Onu takmayıp başka bir müşterinin çağrıması üzerine onun yanından ayrıldım.
Dönüp baktığımda bana şaşkınca baktığını gördüm. Beni çağıran müşterinin yanına gittiğimde bunun deminden beri benı süzen adam olduğunu gördüm.
Evet maalesef öyle bir olay da vardı. Buraya geldiğinden beri beni süzmüş ve sadece benden içecek siparişleri alıyordu.
"Buyrun?" demiştim mesafeli göstermek için ki zaten yapmam gereken buydu.
Ceketinin iç cebinden bir not çıkarıp uzattı. Bir uzattığı kağıda birde adama bakıyordum. Fazla yakışıklıydı ama ilgimi çekmiyordu.
"Bu nedir?" diye sordum merakla.
"Numaram. Belki lazım olur" başta tereddüt etsemde almıştım.
Aslında almamda ki asıl sebep olay çıkmamasıydı. Kağıdı alıp daha sonra çöpe atabilirdim. Çünkü bu tür adamlar bu gibi ufak şeylerde hemen olay çıkarıp kendilerini üstün göstermeye çalışıyorlardı.
Cihan ise beni bu konuda sıkı tembihlemişti. Ne olursa olsun olay çıkarmamalıydım.
Kağıdı alıp cebime koydum. Ordan uzaklaştım. Aslının önünden geçtiğimde ona bakmadan ordan da uzaklaştım beni bir kaç kez çağırdığında da dönüp bakmadım.

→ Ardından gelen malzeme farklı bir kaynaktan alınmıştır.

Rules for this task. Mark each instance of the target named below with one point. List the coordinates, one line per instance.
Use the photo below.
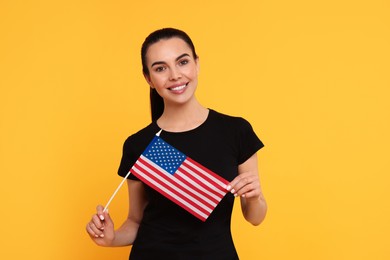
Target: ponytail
(156, 104)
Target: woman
(156, 227)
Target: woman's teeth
(179, 87)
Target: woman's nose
(175, 74)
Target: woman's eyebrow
(163, 62)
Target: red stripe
(141, 177)
(161, 175)
(206, 194)
(200, 183)
(179, 178)
(209, 171)
(207, 178)
(177, 185)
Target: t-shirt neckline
(189, 130)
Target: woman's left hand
(246, 185)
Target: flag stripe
(195, 174)
(203, 197)
(180, 179)
(149, 168)
(215, 177)
(197, 185)
(167, 193)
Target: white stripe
(197, 185)
(169, 192)
(178, 184)
(223, 185)
(194, 174)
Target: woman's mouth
(178, 88)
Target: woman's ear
(197, 64)
(147, 78)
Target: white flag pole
(116, 191)
(120, 185)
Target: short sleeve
(129, 157)
(248, 142)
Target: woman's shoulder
(142, 136)
(228, 119)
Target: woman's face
(173, 71)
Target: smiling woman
(224, 147)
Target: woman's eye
(183, 62)
(159, 69)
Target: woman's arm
(101, 227)
(247, 186)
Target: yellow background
(311, 76)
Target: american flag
(179, 178)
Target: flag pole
(116, 191)
(120, 185)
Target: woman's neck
(184, 117)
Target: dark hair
(156, 101)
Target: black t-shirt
(167, 231)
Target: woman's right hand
(101, 228)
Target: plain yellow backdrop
(311, 76)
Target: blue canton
(164, 155)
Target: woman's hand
(246, 185)
(101, 228)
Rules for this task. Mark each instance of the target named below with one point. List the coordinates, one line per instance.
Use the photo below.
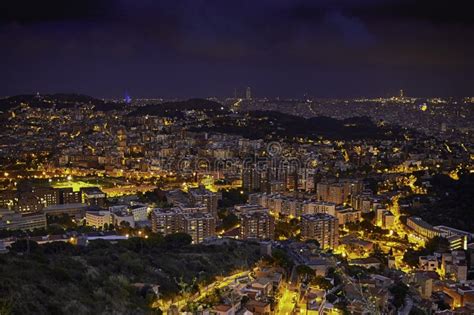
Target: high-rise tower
(248, 93)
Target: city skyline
(199, 49)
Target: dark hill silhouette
(175, 109)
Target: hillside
(175, 109)
(266, 124)
(104, 278)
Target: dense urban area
(233, 206)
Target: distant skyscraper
(127, 99)
(248, 93)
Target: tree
(281, 259)
(313, 241)
(437, 244)
(305, 271)
(178, 239)
(229, 221)
(399, 291)
(24, 246)
(321, 282)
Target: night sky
(188, 48)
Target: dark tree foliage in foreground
(105, 278)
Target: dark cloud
(203, 47)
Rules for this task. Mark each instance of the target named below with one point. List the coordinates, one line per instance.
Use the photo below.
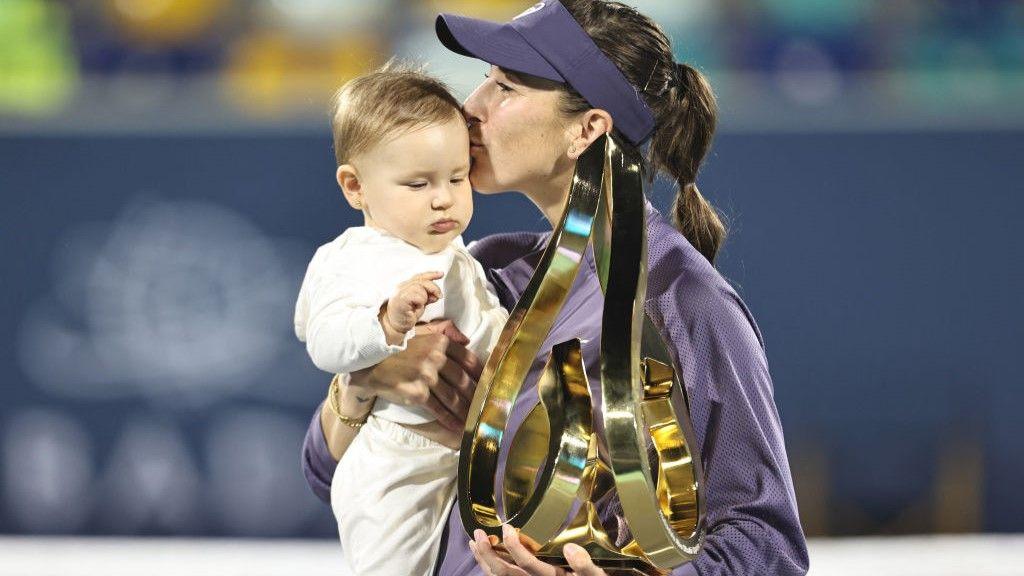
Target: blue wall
(154, 386)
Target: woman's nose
(473, 109)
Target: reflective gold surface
(556, 466)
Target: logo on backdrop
(178, 300)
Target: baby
(402, 152)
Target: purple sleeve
(317, 464)
(752, 521)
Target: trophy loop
(556, 467)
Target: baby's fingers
(433, 291)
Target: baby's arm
(402, 311)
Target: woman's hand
(435, 371)
(521, 562)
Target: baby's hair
(395, 98)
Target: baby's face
(416, 186)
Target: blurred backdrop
(166, 173)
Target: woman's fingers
(580, 561)
(461, 383)
(443, 415)
(524, 558)
(445, 327)
(469, 362)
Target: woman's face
(518, 138)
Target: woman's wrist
(354, 401)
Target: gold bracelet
(332, 400)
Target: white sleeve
(341, 326)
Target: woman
(549, 95)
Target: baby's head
(402, 152)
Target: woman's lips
(443, 227)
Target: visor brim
(494, 43)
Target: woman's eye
(501, 85)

Koşar adımlarla barın arka kısmından dışarı çıktım. Elimi cebime atıp kağıdı çıkaracağım sırada kapının sert bir şekilde açılıp kapandığını duydum.

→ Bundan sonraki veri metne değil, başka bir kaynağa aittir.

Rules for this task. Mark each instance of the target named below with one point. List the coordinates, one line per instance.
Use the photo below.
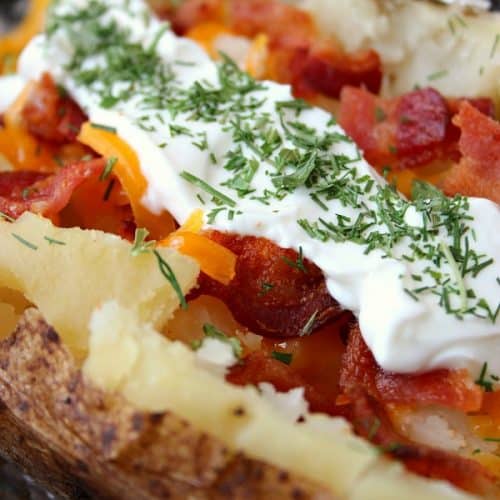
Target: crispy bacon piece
(50, 114)
(259, 367)
(453, 389)
(12, 184)
(478, 173)
(46, 195)
(404, 132)
(274, 292)
(327, 71)
(299, 56)
(370, 421)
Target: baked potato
(99, 400)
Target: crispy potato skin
(83, 443)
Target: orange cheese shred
(256, 60)
(127, 169)
(214, 259)
(205, 34)
(17, 145)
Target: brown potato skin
(82, 443)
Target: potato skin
(80, 442)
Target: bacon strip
(299, 56)
(453, 389)
(409, 131)
(478, 173)
(47, 195)
(370, 421)
(271, 293)
(259, 367)
(50, 114)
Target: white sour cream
(405, 332)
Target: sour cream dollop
(259, 162)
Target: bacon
(274, 292)
(478, 173)
(299, 56)
(12, 184)
(453, 389)
(259, 367)
(50, 114)
(409, 131)
(370, 420)
(327, 71)
(46, 195)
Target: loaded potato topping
(308, 254)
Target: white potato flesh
(67, 273)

Baktığımda ise cihan olduğunu gördüm. Yanıma yaklaşıp kolumu tuttu. Farkındamıydı bilmiyorum ama canımı oldukça acıtıyordu.
"Ne yaptığını sanıyorsun sen!? Senin işin garsonluk yapmak değilmi neden kendini cilveli bir şekilde adamlarla gösteriyorsun!?"

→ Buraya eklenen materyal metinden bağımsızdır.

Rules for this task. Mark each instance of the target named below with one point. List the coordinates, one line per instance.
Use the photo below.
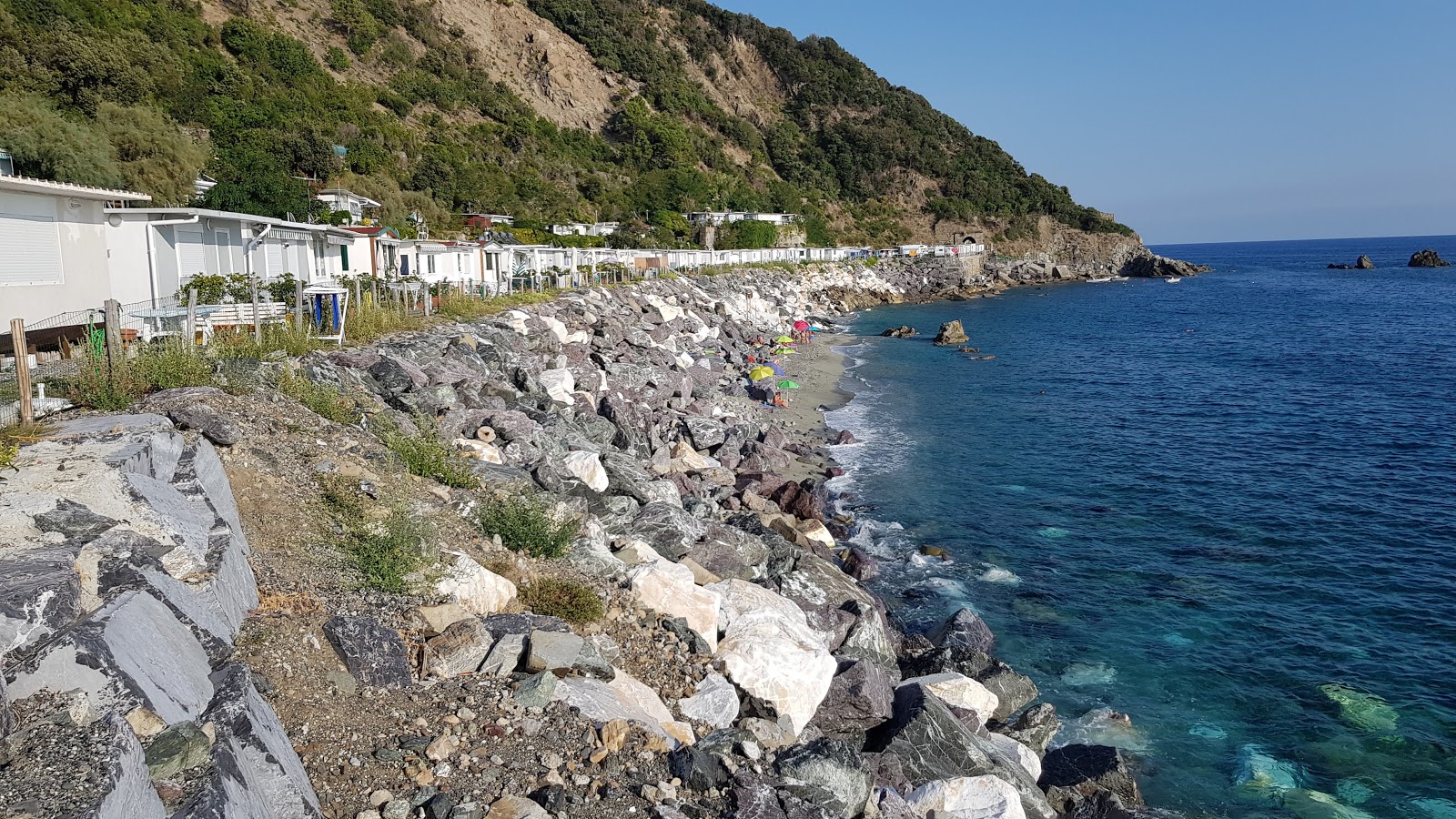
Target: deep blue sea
(1225, 508)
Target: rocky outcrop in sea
(740, 666)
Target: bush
(322, 399)
(572, 602)
(526, 523)
(426, 457)
(385, 552)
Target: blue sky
(1239, 120)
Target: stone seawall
(124, 581)
(742, 666)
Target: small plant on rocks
(572, 602)
(526, 525)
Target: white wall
(79, 247)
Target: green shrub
(426, 457)
(322, 399)
(385, 552)
(526, 525)
(572, 602)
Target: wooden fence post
(191, 317)
(258, 325)
(298, 307)
(22, 369)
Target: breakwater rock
(732, 665)
(1427, 258)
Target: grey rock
(1014, 690)
(965, 630)
(523, 622)
(75, 521)
(373, 653)
(179, 748)
(257, 771)
(459, 649)
(538, 690)
(1074, 774)
(506, 654)
(705, 433)
(667, 528)
(551, 651)
(829, 774)
(1036, 727)
(859, 698)
(698, 768)
(207, 421)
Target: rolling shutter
(29, 249)
(191, 252)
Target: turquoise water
(1223, 506)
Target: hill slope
(548, 109)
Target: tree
(152, 152)
(50, 146)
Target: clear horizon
(1194, 124)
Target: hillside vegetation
(652, 106)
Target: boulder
(713, 703)
(951, 334)
(373, 653)
(1077, 773)
(666, 528)
(504, 656)
(459, 649)
(672, 589)
(965, 630)
(1036, 727)
(771, 652)
(958, 691)
(552, 651)
(1427, 258)
(859, 698)
(829, 774)
(478, 589)
(967, 797)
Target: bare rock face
(1152, 266)
(951, 334)
(1427, 258)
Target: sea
(1215, 521)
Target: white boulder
(967, 797)
(958, 691)
(587, 468)
(669, 588)
(771, 652)
(560, 385)
(477, 588)
(713, 703)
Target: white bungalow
(53, 248)
(157, 251)
(357, 206)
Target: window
(29, 249)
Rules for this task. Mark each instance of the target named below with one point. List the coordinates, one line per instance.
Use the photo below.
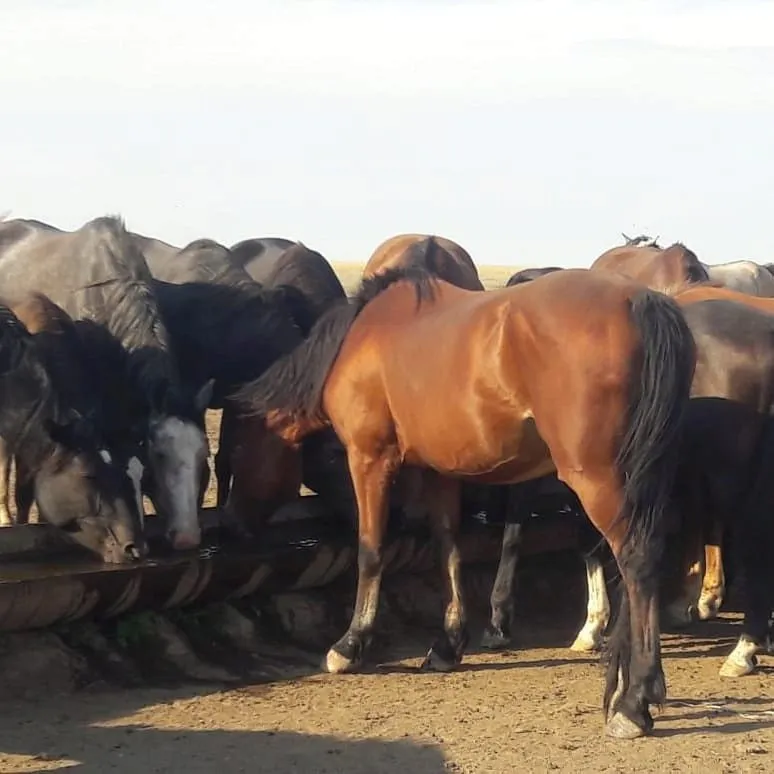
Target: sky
(533, 133)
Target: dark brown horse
(661, 269)
(415, 370)
(442, 258)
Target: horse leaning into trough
(97, 273)
(419, 371)
(56, 452)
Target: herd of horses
(640, 390)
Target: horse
(742, 276)
(417, 371)
(258, 255)
(727, 452)
(640, 241)
(203, 260)
(97, 273)
(442, 258)
(527, 275)
(60, 347)
(75, 488)
(225, 335)
(656, 267)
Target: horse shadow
(82, 741)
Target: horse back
(448, 260)
(468, 364)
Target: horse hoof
(337, 664)
(708, 609)
(585, 643)
(620, 727)
(732, 668)
(434, 663)
(492, 639)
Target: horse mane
(294, 383)
(688, 284)
(132, 315)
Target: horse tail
(648, 458)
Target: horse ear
(204, 396)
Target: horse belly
(503, 450)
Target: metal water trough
(44, 580)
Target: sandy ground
(532, 710)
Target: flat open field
(535, 709)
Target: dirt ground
(535, 710)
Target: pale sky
(533, 133)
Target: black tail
(294, 383)
(648, 457)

Bağırarak konuştuğundan hiçbir şey anlmıyordum. Ne cilvesinden bahsediyordu?
Canımı çok yakıyordu ve gittikçe kolumu daha da sıkıyordu. Diğer elimi, elinin üstüne koyup itmeye başladım. Ama bırakmıyordu.
"Yoksa o adamın altına mı girmek istiyorsun?"
İşte o an bendeki elektrik kopmıştu sanki. Bana oruspu iması yapmıştı. Ona baktığımda gözlerim dolmuştu.
Yüzümde nasıl bir ifade vardı bilmiyorum ama kolumu hemen bırakmıştı.
Ona şuan nefret, öfke ve büyük bir kırgınlıkla baktığıma emindim. Bana böylesine bir ima yapması iğrençti.
"Benden nefret ettiğini biliyorum ama keşke böyle imalar yapıp nefretini dahada kusmasaydın."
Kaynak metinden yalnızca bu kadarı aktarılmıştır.